Model registry behavior changes:

  • As previously announced, the default for the relax_version option (in the options argument of log_model) is now True, allowing more reliable deployment in most cases by permitting dependency versions available in Snowflake.

  • When running model methods, value range based input validation (which prevents input from overflowing) is now optional. This should improve performance and should not lead to issues for most types of models. To enable validation, pass the named argument strict_input_validation=True when calling the model’s run method.

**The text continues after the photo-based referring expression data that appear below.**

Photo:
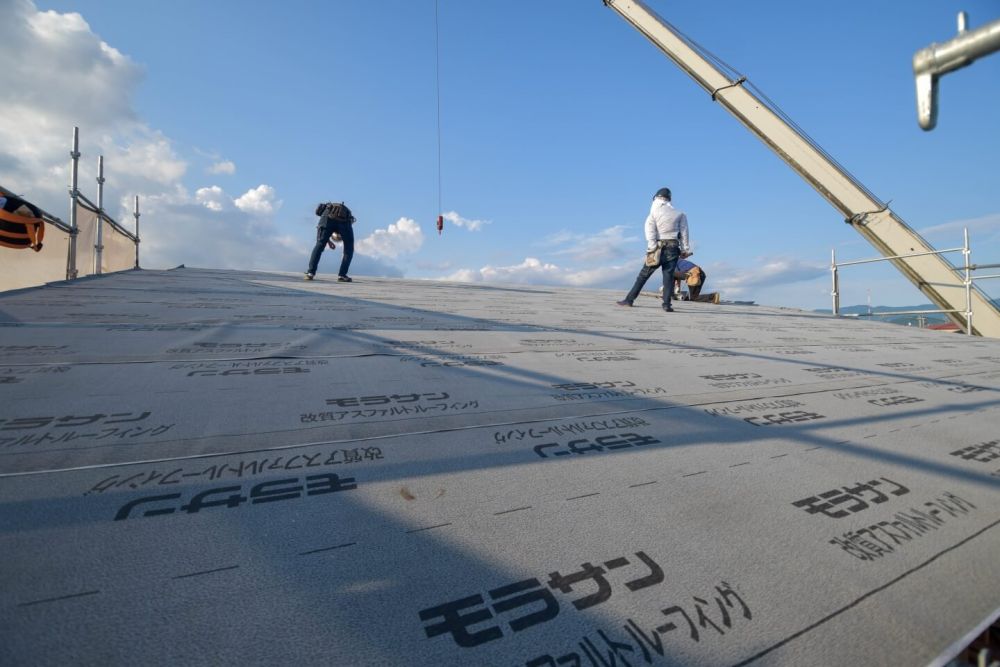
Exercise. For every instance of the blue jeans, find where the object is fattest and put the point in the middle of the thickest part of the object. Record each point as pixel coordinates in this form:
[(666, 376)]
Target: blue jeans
[(325, 228), (669, 254)]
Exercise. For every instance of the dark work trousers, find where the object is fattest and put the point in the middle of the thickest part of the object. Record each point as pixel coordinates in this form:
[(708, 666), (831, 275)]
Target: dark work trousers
[(325, 228), (669, 254)]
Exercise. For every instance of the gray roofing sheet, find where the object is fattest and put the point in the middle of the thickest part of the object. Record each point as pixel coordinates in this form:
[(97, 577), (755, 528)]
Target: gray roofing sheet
[(208, 467)]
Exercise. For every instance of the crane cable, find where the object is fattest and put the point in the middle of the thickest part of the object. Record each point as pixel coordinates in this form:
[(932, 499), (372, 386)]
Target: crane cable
[(437, 72)]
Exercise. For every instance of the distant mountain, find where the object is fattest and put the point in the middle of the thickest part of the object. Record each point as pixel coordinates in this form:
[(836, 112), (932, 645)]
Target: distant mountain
[(906, 320)]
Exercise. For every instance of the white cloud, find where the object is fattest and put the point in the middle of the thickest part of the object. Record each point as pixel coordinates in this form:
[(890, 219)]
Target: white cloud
[(533, 271), (737, 282), (609, 244), (987, 225), (258, 201), (401, 237), (457, 220), (59, 74), (212, 198), (224, 167)]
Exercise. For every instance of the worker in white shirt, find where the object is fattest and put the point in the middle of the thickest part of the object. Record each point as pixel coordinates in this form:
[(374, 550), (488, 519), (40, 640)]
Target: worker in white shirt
[(666, 242)]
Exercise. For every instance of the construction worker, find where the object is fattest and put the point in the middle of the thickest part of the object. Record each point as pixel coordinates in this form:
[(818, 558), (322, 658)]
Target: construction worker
[(334, 224), (666, 242), (694, 276)]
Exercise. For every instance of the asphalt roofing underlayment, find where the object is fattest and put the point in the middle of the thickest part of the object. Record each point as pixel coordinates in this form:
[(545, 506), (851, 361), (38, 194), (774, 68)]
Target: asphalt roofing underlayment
[(209, 467)]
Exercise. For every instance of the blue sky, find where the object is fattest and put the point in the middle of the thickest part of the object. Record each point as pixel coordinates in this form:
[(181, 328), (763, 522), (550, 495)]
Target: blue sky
[(231, 120)]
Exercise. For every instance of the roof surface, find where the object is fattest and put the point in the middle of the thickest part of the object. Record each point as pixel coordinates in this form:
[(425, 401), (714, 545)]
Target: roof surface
[(217, 467)]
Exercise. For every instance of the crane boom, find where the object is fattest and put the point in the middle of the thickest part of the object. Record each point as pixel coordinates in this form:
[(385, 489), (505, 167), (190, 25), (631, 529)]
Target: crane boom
[(893, 238)]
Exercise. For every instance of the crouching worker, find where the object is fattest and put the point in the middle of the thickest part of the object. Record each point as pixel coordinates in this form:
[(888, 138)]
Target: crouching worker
[(21, 224), (334, 224), (694, 276)]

Model development behavior changes:

  • The fit_predict method now returns either a pandas or a Snowpark DataFrame, depending on the type of the input data, and is available on all classes where it is available in the underlying scikit-learn, xgboost, or lightgbm class.

New features and updates

FileSet/FileSystem updates:

  • Instances of snowflake.ml.fileset.sfcfs.SFFileSystem can now be serialized with pickle.

Bug fixes

Model registry bug fixes:

  • Fix a problem with importing log_model in some circumstances.

  • Fix an incorrect error message when validating input Snowpark DataFrame with an array feature.

Model development bug fixes:

  • Relax package versions for all inference methods when the installed version of a dependency is not available in the Snowflake conda channel.

Version 1.2.3 (2024-02-26)

New features and updates

Model development updates:

  • All modeling classes now include a score_samples method to calculate the log-likelihood of the given samples.

Model registry updates:

  • Decimal type features are automatically cast (with a warning) to a DOUBLE or FLOAT instead of producing an error.

  • Improve error message for currently-unsupported pip-requirements option.

  • You can now delete a version of a model.

Bug fixes

Model development fixes:

  • precision_recall_fscore_support returned incorrect results with average="samples".

Model registry fixes:

  • Descriptions, models, and tags were not retrieved correctly in newly-created registries under the private preview model registry API due to a recent Snowflake behavior change.

Version 1.2.2 (2024-02-13)

New features and updates

Model registry updates:

  • You can now specify external access integrations when deploying a model to Snowpark Container Services using the private preview registry API, allowing models to access the internet to retrieve dependencies during deployment. The following endpoints are required for all deployments:

    • docker.com:80

    • docker.com:443

    • anaconda.com:80

    • anaconda.com:443

    • anaconda.org:80

    • anaconda.org:443

    • pypi.org:80

    • pypi.org:443

    For models derived from HuggingFacePipeLineModel, the following endpoints are required.

    • huggingface.com:80

    • huggingface.com:443

    • huggingface.co:80

    • huggingface.co:443

Version 1.2.1 (2024-01-25)

New features and updates

Model development updates:

  • Infer column data type for transformers when possible.

Model registry updates:

  • relax_version option (in options argument of log_model) relaxes dependencies of stated versions to allow newer minor versions when set to True.

Version 1.2.0 (2024-01-12)

New features and updates

Public preview release of model registry. See Snowflake Model Registry. The previous private preview release of the model registry has been deprecated, but will continue to be supported while it includes features not yet available in the public preview version.

Model development updates:

  • Added support for fit_predict method in AgglomerativeClustering, DBSCAN, and OPTICS classes.

  • Added support for fit_transform method in MDS, SpectralEmbedding and TSNE class.